I was complaining to my friend Usama today about the paid growth and the disappointments that I have with Facebook right now. First the competition has gotten so fierce that ad rates take up the lion’s share of the revenue. Secondly, with pandemic looming over us, they are doing lesser manual reviews and relying more on AI. The AI isn’t working so well in my favor right now.

My ad account has been deactivated 3 times in the past 48 hours. It takes 24 hours for them to reinstate and it goes away again much sooner than that. It’s disappointing. Furthermore, I told my friend that the margins are as little as 15% and I miss the good old times of the organic growth where we took home majority of the gross revenue.

The good thing about my conversation with him isn’t that I was able to vent out. It is that that he reminded me of how privileged am I. Most people’s lives have gone to complete stand-still. There are 10s of millions of people unemployed.
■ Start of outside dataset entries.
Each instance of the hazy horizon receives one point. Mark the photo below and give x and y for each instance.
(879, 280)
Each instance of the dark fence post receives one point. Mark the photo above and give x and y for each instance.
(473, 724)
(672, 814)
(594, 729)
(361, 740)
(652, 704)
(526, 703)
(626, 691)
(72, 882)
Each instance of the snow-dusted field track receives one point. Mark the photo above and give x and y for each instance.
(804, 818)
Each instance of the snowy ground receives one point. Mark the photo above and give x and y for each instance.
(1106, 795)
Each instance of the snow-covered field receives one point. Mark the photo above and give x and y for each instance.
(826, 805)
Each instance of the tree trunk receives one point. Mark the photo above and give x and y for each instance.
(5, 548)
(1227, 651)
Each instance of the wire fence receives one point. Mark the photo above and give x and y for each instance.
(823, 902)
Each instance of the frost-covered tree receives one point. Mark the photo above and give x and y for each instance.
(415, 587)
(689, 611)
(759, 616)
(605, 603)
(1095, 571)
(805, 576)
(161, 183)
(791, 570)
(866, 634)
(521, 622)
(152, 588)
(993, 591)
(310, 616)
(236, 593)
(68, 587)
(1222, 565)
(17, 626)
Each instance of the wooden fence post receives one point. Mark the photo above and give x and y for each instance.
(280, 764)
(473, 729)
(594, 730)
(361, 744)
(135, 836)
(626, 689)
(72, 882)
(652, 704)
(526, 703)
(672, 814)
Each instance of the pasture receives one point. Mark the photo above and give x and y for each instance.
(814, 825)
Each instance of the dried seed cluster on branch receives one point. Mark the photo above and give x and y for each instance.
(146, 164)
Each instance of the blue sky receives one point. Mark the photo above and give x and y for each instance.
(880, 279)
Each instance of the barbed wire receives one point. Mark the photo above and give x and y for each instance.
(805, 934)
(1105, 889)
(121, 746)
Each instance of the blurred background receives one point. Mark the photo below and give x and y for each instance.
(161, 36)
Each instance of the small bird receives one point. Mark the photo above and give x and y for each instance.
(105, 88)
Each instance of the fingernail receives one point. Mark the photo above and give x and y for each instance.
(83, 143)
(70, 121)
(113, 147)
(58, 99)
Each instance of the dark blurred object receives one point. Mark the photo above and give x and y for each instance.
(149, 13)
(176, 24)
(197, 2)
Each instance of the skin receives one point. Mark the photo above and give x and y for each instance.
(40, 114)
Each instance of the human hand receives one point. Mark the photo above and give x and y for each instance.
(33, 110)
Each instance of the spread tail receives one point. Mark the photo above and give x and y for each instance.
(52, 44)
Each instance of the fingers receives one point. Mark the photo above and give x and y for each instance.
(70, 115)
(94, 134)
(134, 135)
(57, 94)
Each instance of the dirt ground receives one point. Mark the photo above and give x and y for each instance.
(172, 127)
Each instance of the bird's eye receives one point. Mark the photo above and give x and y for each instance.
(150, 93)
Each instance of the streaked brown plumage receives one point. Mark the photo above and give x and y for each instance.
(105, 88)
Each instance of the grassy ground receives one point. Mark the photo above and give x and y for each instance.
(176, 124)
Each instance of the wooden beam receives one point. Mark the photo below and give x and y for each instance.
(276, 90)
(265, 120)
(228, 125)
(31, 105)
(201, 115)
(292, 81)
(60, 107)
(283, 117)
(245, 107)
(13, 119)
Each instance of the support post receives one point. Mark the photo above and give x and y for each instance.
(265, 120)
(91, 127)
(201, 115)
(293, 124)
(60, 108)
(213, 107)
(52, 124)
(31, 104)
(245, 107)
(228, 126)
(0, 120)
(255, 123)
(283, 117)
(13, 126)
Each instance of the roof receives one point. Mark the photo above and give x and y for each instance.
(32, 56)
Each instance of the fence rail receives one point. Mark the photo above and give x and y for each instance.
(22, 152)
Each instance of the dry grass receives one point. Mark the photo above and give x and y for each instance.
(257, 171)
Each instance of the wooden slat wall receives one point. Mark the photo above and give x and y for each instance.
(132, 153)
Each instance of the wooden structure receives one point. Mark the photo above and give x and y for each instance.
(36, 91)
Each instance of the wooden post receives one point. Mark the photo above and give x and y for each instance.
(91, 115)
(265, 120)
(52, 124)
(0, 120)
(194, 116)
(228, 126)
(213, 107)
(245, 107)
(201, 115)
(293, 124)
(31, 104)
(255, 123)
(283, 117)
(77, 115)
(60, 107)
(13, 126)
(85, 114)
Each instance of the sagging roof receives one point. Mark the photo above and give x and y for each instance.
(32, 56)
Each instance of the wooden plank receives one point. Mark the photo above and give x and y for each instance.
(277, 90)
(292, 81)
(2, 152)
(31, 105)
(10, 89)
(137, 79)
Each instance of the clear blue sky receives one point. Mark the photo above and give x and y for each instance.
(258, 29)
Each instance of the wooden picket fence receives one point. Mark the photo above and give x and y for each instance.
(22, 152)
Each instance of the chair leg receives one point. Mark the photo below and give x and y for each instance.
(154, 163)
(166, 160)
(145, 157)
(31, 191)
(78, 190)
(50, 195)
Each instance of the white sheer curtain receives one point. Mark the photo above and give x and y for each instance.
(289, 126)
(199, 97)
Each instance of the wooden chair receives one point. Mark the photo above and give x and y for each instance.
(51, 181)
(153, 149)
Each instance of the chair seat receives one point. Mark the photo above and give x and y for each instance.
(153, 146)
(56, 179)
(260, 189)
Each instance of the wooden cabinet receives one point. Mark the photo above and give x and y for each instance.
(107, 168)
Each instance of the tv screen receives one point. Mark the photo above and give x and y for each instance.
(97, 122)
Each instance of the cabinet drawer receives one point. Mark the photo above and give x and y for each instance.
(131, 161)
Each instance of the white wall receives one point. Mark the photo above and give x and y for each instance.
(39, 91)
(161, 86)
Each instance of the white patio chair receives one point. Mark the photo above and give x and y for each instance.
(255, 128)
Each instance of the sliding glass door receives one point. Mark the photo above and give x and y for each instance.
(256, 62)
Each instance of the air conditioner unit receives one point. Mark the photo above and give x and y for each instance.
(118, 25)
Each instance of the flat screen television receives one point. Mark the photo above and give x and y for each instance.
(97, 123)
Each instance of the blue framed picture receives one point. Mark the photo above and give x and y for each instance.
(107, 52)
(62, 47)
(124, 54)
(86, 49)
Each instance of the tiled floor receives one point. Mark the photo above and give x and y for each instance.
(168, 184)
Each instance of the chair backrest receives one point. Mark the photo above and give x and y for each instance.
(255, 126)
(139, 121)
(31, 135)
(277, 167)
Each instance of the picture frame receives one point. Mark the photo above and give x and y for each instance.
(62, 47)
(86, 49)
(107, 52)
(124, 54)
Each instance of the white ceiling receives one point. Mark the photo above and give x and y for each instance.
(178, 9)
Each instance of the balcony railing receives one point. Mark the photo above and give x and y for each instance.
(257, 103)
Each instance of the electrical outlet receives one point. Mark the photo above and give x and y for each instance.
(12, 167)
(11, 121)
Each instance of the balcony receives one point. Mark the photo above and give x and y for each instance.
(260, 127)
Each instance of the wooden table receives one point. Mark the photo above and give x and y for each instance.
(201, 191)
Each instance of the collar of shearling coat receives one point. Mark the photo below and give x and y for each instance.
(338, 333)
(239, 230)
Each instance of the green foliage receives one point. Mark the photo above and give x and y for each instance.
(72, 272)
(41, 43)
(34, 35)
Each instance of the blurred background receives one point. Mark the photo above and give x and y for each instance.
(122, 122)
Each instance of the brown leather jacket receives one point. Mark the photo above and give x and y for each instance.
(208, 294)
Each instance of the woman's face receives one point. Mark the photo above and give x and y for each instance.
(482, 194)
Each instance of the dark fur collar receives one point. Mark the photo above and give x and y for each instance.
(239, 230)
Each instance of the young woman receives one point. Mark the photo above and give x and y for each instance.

There are probably going to be 100s of millions when the pandemic runs its course.

So I’m thankful to be able to work. I’m thankful to be in quarantine with my family and I want to take this opportunity to extend my support to anyone who needs it. If I can be of help to you, please feel free to get in touch.

Protecting Your Facebook Assets

I learnt this the hard way after all admin accounts for my business manager got disabled last year leaving me no access to my business manager, pages and ad accounts. If you’re wondering why that happened, then it can happen to anyone who uses Facebook for business. It’s AI after all. If the data points they have on you flag you in anyway, which by the way happens all the time, they are going to erase you.

Luckily, there are things that you can have in place in order to protect you from the catastrophic affects. I learnt it after losing access to everything. You don’t have to do the same.

All you need to do is generate a business manager admin invite to an email address that you own. Keep the invitation pending and do not sign up as admin on the business manager. In an event everything gets disabled, your pending invitation will not be disabled. You can then accept your invitation and gain access to your BM and all associated assets.

The fine print though is that invitations expire every 30 days, so you need to do this once a month. I do it and it’s worth it.